Post-9/11 Detainees’ Case Against U.S. Officials TossedChristie Smythe
A group of Muslims and Hindus detained on immigration charges after the Sept. 11, 2001, terrorist attacks can’t sue senior U.S. officials over the conditions of their confinement because those individuals weren’t responsible, a federal judge ruled.
U.S. District Judge John Gleeson dismissed the constitutional claims against the Justice Department officials brought by eight men in Brooklyn, New York.
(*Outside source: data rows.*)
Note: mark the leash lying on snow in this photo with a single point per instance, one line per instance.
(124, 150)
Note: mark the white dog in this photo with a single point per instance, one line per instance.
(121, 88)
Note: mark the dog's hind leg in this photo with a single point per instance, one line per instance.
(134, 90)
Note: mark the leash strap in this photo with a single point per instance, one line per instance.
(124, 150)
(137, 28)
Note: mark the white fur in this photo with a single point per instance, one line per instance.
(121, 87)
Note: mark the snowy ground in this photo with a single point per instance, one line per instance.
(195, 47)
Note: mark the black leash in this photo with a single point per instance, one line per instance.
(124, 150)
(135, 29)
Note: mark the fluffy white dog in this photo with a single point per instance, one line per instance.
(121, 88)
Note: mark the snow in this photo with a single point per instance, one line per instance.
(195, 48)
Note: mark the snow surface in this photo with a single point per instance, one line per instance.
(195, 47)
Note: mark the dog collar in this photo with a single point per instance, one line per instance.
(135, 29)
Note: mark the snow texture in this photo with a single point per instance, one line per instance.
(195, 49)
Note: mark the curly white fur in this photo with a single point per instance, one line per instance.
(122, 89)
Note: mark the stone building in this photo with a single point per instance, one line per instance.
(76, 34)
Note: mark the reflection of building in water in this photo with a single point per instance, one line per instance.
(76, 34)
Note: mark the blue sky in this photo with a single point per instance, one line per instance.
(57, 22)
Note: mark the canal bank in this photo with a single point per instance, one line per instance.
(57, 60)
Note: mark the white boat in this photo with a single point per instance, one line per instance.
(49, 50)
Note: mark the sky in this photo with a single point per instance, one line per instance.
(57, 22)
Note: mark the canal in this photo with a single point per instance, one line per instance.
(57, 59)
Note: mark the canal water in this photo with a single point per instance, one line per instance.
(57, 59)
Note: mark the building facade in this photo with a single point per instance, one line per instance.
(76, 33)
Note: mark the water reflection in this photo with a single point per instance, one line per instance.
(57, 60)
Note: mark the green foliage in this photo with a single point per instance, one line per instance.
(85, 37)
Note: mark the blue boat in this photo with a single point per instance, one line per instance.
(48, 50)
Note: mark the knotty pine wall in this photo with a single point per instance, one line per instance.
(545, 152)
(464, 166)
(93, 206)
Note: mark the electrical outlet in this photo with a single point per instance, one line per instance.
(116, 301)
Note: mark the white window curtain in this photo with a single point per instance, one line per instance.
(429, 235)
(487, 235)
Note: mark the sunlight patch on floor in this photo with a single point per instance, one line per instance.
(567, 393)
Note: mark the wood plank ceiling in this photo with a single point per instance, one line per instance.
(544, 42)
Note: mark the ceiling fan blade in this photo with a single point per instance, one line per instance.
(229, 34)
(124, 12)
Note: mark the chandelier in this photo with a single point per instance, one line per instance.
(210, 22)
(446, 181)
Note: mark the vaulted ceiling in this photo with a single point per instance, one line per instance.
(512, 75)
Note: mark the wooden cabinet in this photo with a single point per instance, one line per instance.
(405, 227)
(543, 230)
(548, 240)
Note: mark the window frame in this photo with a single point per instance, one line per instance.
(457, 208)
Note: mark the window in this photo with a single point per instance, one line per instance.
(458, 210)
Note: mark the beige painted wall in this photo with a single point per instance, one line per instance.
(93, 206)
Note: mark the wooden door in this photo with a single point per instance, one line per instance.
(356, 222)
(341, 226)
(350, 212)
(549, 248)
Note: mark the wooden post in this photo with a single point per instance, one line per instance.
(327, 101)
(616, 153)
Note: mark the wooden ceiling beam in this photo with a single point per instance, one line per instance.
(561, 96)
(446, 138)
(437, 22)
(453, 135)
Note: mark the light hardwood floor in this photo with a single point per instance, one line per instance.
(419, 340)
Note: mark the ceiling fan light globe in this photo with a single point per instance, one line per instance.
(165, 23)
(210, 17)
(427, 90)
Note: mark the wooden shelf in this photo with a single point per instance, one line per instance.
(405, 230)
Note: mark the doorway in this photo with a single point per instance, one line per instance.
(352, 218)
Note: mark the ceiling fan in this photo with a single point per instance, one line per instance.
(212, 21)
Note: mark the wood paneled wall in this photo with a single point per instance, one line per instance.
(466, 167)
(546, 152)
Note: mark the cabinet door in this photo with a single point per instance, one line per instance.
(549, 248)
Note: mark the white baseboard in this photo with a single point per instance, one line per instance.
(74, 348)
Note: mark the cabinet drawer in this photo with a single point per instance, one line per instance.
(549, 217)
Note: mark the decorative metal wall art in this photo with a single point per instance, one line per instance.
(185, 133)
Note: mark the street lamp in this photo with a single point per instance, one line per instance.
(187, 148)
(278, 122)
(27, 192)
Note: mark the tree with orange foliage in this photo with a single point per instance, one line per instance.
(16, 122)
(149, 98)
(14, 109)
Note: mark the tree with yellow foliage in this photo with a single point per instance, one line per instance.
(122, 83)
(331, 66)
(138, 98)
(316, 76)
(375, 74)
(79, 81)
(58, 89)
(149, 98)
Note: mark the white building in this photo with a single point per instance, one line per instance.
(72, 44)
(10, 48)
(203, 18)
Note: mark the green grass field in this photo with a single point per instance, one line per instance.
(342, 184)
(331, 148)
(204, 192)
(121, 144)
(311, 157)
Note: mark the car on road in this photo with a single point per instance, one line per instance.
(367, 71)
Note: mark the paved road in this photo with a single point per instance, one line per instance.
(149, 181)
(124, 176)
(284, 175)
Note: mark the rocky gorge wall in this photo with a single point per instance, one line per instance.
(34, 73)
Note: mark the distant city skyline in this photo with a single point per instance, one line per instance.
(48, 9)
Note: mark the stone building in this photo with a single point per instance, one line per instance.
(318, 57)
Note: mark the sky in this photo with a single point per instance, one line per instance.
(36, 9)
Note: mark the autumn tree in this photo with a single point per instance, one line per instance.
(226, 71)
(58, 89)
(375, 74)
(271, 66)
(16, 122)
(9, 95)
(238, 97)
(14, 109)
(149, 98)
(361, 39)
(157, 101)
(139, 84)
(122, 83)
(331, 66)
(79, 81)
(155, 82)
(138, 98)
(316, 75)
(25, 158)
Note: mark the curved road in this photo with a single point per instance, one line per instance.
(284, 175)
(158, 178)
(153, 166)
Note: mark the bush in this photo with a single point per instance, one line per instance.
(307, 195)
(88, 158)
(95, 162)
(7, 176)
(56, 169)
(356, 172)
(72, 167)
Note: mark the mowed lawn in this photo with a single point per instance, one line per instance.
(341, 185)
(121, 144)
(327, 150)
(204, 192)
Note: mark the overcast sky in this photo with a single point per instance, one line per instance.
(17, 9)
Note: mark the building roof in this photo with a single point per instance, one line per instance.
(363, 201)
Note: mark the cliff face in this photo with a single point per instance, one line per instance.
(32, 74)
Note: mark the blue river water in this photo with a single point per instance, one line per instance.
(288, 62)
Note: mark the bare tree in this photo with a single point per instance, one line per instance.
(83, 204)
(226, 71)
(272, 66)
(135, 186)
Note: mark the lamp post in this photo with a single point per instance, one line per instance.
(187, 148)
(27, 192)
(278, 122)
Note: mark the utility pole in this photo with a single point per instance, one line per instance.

He allowed the case to proceed against officials at the federal Metropolitan Detention Center in Brooklyn, who they accused of imposing illegally harsh conditions during their incarceration.
“They do not allege that the DOJ defendants intended that the MDC defendants create the punitive and abusive conditions in which the plaintiffs were detained,” Gleeson said in the opinion, referring to the U.S. Justice Department and the Brooklyn jail. “Nor do they allege that the DOJ defendants were even aware of those conditions.”
The men were arrested and detained under the government’s “hold-until-cleared policy” for Muslim and Arab immigration law violators, implemented in connection with terror investigations following the Sept. 11 attacks, according to the opinion Gleeson filed on Jan. 15.
The men alleged in the suit filed in April 2002 that they were generally subjected to 23-hour-a-day confinement, denial of sleep, “severe beatings to the point of unconsciousness,” excessive strip searches, and denial of medical care. They were incarcerated for as long as eight months, according to the complaint.
The case is Turkmen et al v. Ashcroft, 1:02-cv-02307, U.S. District Court, Eastern District of New York (Brooklyn).